Gli importatori e i distributori garantiscono, mentre la batteria è sotto la loro responsabilità, idonee condizioni di immagazzinamento o di trasporto.
OPERATORI ECONOMICI CON FATTURATO SUPERIORE A 40 MILIONI DI EURO
Gli operatori economici che nell’esercizio precedente l’ultimo esercizio hanno registrato un fatturato netto pari o superiore a 40 milioni di euro (anche considerando il consolidato di un eventuale gruppo di appartenenza), stabiliscono e attuano strategie relative al dovere di diligenza per le batterie; tali strategie devono essere verificate da un organismo notificato che deve effettuare audit periodici.
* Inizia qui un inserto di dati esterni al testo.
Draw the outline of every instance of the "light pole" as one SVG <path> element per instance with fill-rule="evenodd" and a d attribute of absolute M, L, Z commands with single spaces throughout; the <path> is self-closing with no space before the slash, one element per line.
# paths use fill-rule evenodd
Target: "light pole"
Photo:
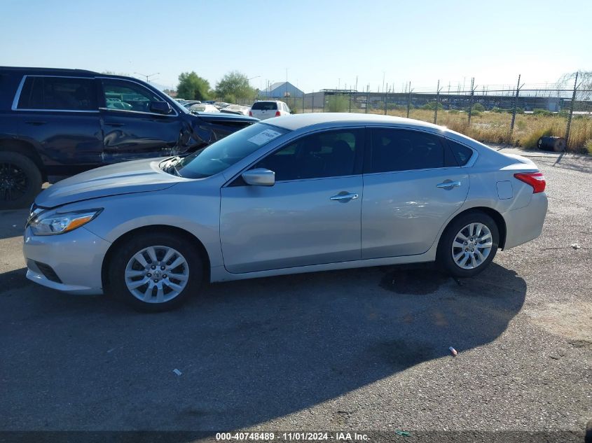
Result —
<path fill-rule="evenodd" d="M 160 74 L 160 72 L 155 72 L 153 74 L 148 74 L 148 75 L 146 75 L 146 74 L 143 74 L 143 73 L 140 73 L 139 72 L 135 72 L 134 73 L 137 73 L 137 74 L 138 74 L 139 76 L 142 76 L 142 77 L 146 77 L 146 83 L 150 83 L 150 80 L 149 80 L 149 78 L 150 78 L 151 77 L 152 77 L 152 76 L 158 76 L 158 74 Z"/>
<path fill-rule="evenodd" d="M 254 77 L 251 77 L 250 78 L 247 80 L 247 83 L 249 85 L 249 87 L 251 87 L 251 80 L 254 78 L 259 78 L 261 76 L 255 76 Z M 255 97 L 253 97 L 253 99 L 255 99 Z"/>

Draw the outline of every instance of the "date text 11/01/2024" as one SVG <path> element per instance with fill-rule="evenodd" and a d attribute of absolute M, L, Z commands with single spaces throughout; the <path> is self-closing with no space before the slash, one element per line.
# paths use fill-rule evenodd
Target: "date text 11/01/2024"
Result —
<path fill-rule="evenodd" d="M 285 440 L 294 441 L 367 441 L 369 440 L 366 434 L 358 434 L 357 433 L 218 433 L 216 434 L 216 440 L 248 440 L 248 441 L 263 441 Z"/>

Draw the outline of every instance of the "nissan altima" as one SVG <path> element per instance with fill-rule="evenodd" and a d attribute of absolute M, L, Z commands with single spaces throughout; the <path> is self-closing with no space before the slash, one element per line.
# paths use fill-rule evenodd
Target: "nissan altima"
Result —
<path fill-rule="evenodd" d="M 27 276 L 164 311 L 207 281 L 436 261 L 473 277 L 541 233 L 537 166 L 445 127 L 367 114 L 252 125 L 184 157 L 50 186 L 25 232 Z"/>

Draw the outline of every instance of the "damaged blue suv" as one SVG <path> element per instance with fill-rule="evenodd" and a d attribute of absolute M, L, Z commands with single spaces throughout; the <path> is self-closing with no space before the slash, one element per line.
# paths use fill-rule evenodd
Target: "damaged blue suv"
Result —
<path fill-rule="evenodd" d="M 190 153 L 256 121 L 191 113 L 130 77 L 0 66 L 0 209 L 28 206 L 54 176 Z"/>

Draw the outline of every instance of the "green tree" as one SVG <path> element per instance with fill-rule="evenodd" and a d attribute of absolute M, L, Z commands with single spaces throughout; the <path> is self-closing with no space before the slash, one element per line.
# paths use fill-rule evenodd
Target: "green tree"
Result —
<path fill-rule="evenodd" d="M 226 74 L 216 85 L 216 95 L 228 103 L 240 99 L 253 99 L 255 90 L 249 85 L 249 78 L 238 71 Z"/>
<path fill-rule="evenodd" d="M 187 100 L 208 100 L 211 96 L 209 82 L 193 71 L 184 72 L 179 76 L 177 96 Z"/>

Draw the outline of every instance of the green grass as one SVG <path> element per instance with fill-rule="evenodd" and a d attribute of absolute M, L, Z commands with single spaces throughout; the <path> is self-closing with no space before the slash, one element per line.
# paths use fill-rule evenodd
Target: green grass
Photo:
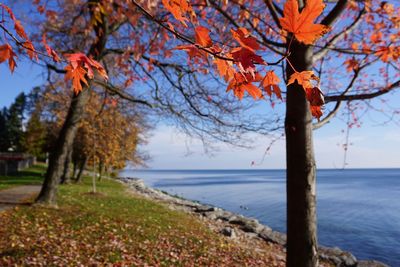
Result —
<path fill-rule="evenodd" d="M 263 254 L 236 245 L 196 217 L 134 196 L 114 180 L 102 180 L 97 190 L 90 193 L 85 177 L 82 184 L 60 186 L 57 209 L 34 205 L 0 213 L 0 266 L 269 266 L 272 261 L 273 247 Z"/>
<path fill-rule="evenodd" d="M 45 171 L 45 165 L 37 164 L 16 174 L 0 176 L 0 190 L 18 185 L 40 185 L 43 182 Z"/>

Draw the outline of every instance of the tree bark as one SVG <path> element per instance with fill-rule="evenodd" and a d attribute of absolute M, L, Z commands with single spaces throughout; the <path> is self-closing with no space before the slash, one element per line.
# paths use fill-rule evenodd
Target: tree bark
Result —
<path fill-rule="evenodd" d="M 71 175 L 71 180 L 75 180 L 76 178 L 76 171 L 78 170 L 78 163 L 76 161 L 73 161 L 74 167 L 72 168 L 72 175 Z"/>
<path fill-rule="evenodd" d="M 85 168 L 86 168 L 86 164 L 87 164 L 87 157 L 85 157 L 85 158 L 82 160 L 81 166 L 80 166 L 80 168 L 79 168 L 78 175 L 76 176 L 76 180 L 75 180 L 76 183 L 82 182 L 82 173 L 83 173 L 83 171 L 84 171 Z"/>
<path fill-rule="evenodd" d="M 88 6 L 99 3 L 100 0 L 87 0 Z M 90 16 L 95 16 L 93 9 L 90 11 Z M 101 15 L 101 23 L 96 24 L 94 27 L 95 38 L 87 55 L 99 60 L 107 42 L 107 22 L 105 15 Z M 42 190 L 36 202 L 43 204 L 54 205 L 56 203 L 57 186 L 60 182 L 62 174 L 63 163 L 67 156 L 68 150 L 72 147 L 73 140 L 76 136 L 78 123 L 83 116 L 83 109 L 90 96 L 90 83 L 84 89 L 72 98 L 71 105 L 68 110 L 67 118 L 63 124 L 61 132 L 57 138 L 54 151 L 49 160 L 49 166 L 45 176 Z"/>
<path fill-rule="evenodd" d="M 301 72 L 312 68 L 312 48 L 293 41 L 290 62 Z M 288 65 L 287 77 L 293 73 Z M 316 167 L 312 139 L 312 116 L 304 89 L 297 83 L 287 88 L 287 267 L 316 267 Z"/>
<path fill-rule="evenodd" d="M 72 146 L 69 148 L 67 157 L 64 161 L 64 170 L 61 175 L 61 184 L 69 184 L 71 182 L 71 169 L 69 167 L 72 159 Z"/>
<path fill-rule="evenodd" d="M 84 88 L 79 94 L 72 97 L 67 118 L 57 138 L 54 150 L 50 155 L 49 166 L 45 175 L 42 189 L 36 202 L 54 205 L 56 203 L 57 185 L 64 169 L 68 150 L 72 147 L 78 123 L 83 116 L 84 107 L 89 99 L 89 89 Z"/>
Nel dettaglio tali gli operatori economici dovranno:
- adottare e comunicare chiaramente ai fornitori e al pubblico la strategia d’impresa relativa al dovere di diligenza per le batterie;
- organizzare il sistema interno di gestione in modo da favorire la propria strategia;
- istituire e gestire un sistema di controlli e trasparenza relativamente alla catena di approvvigionamento;
- integrare la propria strategia, comprese le misure di gestione dei rischi, nei contratti e negli accordi conclusi con i fornitori;
- istituire un meccanismo di trattamento dei reclami, compreso un sistema di allarme precoce per sensibilizzare ai rischi, e un meccanismo di riparazione, o prevedere tali meccanismi tramite accordi di collaborazione con altri soggetti.
ENTRATA I VIGORE E APPLICAZIONE
Il Regolamento si applicherà a partire dal 18 febbraio 2024, ma molti suoi obblighi prevedono scadenze differenziate:
- decorrono dal 18 agosto 2024 le disposizioni relative a:
- procedure di valutazione della conformità delle batterie;
- obblighi generali degli operatori economici.
- si applicano a decorrere dal 18 agosto 2025 i nuovi obblighi per gli operatori economici con fatturato superiore a 40 milioni di euro, nonché le disposizioni relative alla gestione dei rifiuti da batterie.
- decorrono dal 18 febbraio 2027 le disposizioni relative alla “Rimovibilità e sostituibilità delle batterie portatili e delle batterie per mezzi di trasporto leggeri”.